Ghosts And Others is a singular work in the Phill Niblock canon. It’s singular not just in its material content, but also in its methodology and approach. It represents a highly focused exercise in editing, location recording and acoustic observation.
In many ways, this work reflects a kind of acoustic mirroring of his practices as a film maker. It makes itself available to the world and in doing so reveals a particular perspective that says as much about its creator as it does about its subjects.
Like all of Niblock’s works this is a piece of patience. It is a work that dwells in the places it finds itself in, allowing certain moments to dominate in some sections, and seemingly vanish away in others. It suggests a movement within boundaries, in that it bounces from one locale to another counterpointing their gradual evolutions across time.
There’s a sense of collision throughout Ghost And Others. Explosions of Chinese percussion punctuate the piece, dynamic strikes to ward off ghosts during a funeral procession in Aberdeen, Hong Kong. They clang between bursts of car horn, the bellows of cows from collective Soviet-era farm in Hungary and various other sonic ephemera. Elsewhere a reeded instrument tries to carve a space for itself, but the world does not allow it to hold. It is a work that celebrates proximity as much as an aural vista.
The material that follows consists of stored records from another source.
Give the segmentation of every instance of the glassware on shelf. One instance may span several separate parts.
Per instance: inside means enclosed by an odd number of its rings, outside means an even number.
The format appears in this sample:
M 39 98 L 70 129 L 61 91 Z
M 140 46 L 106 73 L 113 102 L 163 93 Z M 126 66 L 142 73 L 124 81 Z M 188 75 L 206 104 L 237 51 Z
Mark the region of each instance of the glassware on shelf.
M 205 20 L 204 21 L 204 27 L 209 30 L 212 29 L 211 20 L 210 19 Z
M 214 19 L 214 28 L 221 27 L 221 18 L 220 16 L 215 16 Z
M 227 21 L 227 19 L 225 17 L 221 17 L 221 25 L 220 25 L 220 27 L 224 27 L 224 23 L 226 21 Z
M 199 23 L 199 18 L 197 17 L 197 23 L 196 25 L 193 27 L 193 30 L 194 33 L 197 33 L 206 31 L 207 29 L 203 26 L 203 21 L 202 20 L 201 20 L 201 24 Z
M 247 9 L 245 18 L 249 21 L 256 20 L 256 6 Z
Transit is also a theme here. What is a fascinating about Ghost And Others is the sense of movement in the work. Trains divide up this piece, marking points of transition, of distraction and of discovery. They act as gate-keepers almost, allowing us through into new spaces and suggesting new relations between the sounds as they combine or detach.
As a work of field recording, Ghosts And Others is generous, invitational and most of all effortlessly deep. It is resonate sensing of place, people and things.